En productos lácteos, las exportaciones aumentarían un 7,3% en 2030 y en 1.300 millones de euros, con un crecimiento aproximado del 0,2% de la producción y unos precios favorables, con un alza de 890 millones de euros de valor de mercado en 2030.

En carne de porcino, las exportaciones hasta 2030 aumentarían un 8,9% y en 914 millones de euros en el escenario más ambicioso, con precios de producción un 4,8% más altos y un 1% más de producción, con un aumento de 2.000 millones de euros en su valor de mercado.

En relación a los sectores considerados sensibles, las importaciones de arroz aumentarían entre un 2,2% y un 3,2%, lo que llevaría a disminuir la producción y los precios del arroz a nivel interno, mientras que en azúcar las compras crecerían un 12-13% en comparación con el escenario de referencia.

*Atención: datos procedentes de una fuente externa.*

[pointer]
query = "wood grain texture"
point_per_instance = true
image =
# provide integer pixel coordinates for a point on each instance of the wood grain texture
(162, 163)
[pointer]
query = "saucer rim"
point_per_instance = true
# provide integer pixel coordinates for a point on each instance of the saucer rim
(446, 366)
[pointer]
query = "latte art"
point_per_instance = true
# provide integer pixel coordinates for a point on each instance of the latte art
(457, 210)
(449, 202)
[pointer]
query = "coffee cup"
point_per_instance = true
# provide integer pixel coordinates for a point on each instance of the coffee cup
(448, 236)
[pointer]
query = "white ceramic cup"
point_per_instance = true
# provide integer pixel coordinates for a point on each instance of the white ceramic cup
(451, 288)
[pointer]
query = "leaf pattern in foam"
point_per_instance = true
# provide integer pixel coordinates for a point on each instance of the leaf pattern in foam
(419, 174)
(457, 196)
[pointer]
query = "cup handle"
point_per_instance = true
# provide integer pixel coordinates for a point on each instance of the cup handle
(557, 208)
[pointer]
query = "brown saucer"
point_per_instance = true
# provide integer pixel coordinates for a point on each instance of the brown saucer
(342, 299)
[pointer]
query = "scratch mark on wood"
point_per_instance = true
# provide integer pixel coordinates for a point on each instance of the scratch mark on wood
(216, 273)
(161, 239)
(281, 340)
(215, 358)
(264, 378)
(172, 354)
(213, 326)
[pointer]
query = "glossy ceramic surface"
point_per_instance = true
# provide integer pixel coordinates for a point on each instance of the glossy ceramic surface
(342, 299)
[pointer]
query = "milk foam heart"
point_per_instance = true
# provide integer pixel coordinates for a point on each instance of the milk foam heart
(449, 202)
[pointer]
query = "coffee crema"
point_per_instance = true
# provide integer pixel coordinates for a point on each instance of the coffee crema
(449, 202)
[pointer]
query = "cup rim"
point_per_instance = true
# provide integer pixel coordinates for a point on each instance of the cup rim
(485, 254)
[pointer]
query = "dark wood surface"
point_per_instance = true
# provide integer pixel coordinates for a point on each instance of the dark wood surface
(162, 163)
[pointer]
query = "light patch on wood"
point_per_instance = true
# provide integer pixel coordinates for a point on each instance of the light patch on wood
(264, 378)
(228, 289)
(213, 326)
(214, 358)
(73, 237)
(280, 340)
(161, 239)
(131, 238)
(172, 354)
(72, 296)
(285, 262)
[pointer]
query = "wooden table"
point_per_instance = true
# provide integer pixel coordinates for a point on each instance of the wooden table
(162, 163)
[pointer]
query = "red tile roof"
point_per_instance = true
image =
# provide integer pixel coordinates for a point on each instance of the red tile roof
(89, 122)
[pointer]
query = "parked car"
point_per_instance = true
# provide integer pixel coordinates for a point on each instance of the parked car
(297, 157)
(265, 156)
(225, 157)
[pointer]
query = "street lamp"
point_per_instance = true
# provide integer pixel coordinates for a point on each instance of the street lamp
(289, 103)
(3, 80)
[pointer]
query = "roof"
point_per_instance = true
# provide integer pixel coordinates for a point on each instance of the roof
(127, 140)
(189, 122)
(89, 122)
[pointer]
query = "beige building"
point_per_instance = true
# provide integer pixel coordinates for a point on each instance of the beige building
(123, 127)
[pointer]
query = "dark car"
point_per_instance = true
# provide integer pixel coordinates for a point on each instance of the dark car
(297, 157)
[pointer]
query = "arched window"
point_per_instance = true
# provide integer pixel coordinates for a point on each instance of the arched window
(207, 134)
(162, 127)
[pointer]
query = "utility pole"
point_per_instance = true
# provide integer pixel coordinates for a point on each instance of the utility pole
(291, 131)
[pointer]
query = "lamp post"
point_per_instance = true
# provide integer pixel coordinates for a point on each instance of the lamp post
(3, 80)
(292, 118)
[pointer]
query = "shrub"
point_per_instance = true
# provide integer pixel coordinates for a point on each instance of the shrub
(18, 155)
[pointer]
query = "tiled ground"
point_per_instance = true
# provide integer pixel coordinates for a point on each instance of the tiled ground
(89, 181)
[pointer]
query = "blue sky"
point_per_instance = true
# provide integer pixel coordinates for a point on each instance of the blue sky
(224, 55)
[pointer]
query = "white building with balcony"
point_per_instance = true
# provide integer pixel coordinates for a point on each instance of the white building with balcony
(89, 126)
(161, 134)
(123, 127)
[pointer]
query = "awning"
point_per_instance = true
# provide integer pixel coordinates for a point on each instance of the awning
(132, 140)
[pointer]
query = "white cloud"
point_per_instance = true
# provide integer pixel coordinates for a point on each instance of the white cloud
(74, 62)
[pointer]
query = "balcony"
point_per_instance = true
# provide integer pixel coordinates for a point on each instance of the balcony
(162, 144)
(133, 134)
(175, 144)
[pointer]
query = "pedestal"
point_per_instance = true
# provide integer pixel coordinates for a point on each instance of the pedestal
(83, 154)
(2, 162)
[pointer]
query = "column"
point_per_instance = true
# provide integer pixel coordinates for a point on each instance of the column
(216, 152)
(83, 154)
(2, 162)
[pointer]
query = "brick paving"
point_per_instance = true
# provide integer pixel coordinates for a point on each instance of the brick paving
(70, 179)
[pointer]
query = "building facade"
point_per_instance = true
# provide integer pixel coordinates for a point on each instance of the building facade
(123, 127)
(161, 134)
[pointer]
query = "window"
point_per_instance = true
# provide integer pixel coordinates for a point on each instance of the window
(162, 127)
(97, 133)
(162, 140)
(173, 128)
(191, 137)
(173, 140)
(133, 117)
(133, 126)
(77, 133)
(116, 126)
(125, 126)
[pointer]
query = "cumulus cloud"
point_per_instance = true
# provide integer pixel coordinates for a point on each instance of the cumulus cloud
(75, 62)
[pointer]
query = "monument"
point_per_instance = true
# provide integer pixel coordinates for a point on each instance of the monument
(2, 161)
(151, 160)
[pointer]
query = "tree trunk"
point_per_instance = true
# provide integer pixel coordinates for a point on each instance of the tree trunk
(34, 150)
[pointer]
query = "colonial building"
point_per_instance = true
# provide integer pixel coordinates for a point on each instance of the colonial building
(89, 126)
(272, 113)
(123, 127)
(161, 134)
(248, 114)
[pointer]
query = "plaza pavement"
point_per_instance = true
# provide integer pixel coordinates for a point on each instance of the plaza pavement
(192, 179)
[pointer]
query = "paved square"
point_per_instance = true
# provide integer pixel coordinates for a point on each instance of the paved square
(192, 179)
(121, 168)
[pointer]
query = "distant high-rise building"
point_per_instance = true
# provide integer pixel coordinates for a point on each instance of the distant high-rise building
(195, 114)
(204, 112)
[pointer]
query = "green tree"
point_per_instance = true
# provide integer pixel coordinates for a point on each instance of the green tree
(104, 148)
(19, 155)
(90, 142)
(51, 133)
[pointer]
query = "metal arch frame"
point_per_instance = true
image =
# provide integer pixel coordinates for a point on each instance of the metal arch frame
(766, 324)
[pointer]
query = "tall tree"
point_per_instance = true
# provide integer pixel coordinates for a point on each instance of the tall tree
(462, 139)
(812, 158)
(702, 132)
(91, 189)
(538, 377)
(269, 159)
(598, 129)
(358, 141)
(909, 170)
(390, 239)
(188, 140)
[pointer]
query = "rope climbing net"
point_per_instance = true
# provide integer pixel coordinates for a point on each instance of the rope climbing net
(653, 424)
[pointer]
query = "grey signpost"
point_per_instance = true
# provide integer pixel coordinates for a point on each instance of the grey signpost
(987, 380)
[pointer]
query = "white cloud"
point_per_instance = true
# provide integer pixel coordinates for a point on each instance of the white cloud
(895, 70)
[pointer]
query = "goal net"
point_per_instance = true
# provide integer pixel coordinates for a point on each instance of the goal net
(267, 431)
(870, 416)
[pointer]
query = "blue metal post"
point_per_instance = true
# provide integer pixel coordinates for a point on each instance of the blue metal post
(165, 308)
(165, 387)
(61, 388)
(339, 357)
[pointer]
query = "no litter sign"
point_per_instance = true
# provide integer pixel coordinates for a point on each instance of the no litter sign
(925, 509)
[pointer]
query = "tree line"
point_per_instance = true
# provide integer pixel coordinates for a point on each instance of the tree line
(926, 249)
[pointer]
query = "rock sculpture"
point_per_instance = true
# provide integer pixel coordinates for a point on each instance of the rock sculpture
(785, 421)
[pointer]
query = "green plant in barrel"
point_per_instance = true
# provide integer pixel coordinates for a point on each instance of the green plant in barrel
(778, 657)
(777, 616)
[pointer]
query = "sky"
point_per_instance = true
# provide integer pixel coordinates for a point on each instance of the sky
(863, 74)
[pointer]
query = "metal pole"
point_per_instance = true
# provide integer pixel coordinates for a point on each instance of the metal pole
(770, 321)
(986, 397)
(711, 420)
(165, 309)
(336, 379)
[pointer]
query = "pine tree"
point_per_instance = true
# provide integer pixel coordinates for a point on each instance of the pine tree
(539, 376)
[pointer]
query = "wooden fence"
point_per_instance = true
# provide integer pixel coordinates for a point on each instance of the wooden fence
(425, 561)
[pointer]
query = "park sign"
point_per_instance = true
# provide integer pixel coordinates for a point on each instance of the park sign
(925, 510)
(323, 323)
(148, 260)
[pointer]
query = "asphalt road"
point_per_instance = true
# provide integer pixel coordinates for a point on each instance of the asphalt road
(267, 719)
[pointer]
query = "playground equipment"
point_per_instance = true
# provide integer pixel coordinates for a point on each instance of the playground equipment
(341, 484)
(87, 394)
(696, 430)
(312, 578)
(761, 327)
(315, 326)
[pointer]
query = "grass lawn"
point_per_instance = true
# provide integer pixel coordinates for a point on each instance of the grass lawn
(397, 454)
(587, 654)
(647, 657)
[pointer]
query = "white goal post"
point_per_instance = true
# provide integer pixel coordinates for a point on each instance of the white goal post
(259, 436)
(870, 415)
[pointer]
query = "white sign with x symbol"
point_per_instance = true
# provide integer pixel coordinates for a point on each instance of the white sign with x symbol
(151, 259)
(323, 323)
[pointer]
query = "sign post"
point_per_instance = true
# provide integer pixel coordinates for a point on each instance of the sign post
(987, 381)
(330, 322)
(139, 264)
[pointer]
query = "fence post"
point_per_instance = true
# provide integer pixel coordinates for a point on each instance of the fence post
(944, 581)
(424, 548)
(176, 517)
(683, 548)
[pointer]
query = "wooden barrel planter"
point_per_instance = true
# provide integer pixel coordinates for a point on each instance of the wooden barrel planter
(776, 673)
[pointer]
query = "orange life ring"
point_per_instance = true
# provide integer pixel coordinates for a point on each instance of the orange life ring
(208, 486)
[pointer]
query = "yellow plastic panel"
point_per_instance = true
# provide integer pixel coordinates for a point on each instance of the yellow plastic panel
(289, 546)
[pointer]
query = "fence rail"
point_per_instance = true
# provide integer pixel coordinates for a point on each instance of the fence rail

En el resto de sectores, las exportaciones de productos agrícolas transformados (PAT) aumentarían un 3,1% y en 1.700 millones de euros en un escenario ambicioso, mientras que las exportaciones de vino y de bebidas podrían crecer un 2%, añadiendo 834 millones de euros de valor de mercado en 2030.

Ejercicio teórico

La propia CE echa tierra sobre su propio estudio, calificado de “ejercicio teórico” y, en parte, lo invalida al constatar que sus resultados no reflejan ni la repercusión del Pacto Verde, ni el Acuerdo de Comercio y Cooperación de la UE con Reino Unido, ni la pandemia de Covid-19.

Considera, además, que el análisis de los efectos económicos y medioambientales en las repercusiones comerciales y económicas en el sector agroalimentario de la UE es un ejercicio “diferente” y “complicado”, que queda fuera del ámbito del diseño del estudio. Estos efectos, añade, se analizan en la evaluación del impacto sobre la sostenibilidad (EIS), que acompaña a cada acuerdo bilateral. Y concluye señalando que los objetivos del Pacto Verde siguen siendo una prioridad para la Comisión, también en términos de intercambios comerciales, y que “la UE colaborará de forma proactiva con todos los socios comerciales y hará un mejor uso de los acuerdos comerciales existentes y futuros para reforzar la sostenibilidad alimentaria. Dicho en  “roman paladino”: estamos ante un nuevo “brindis al sol” de la CE, que servirá para resolver muy poco o nada los problemas que existen y que seguirán produciéndose, con más crudeza incluso, en el comercio de productos agroalimentarios de la UE con países terceros.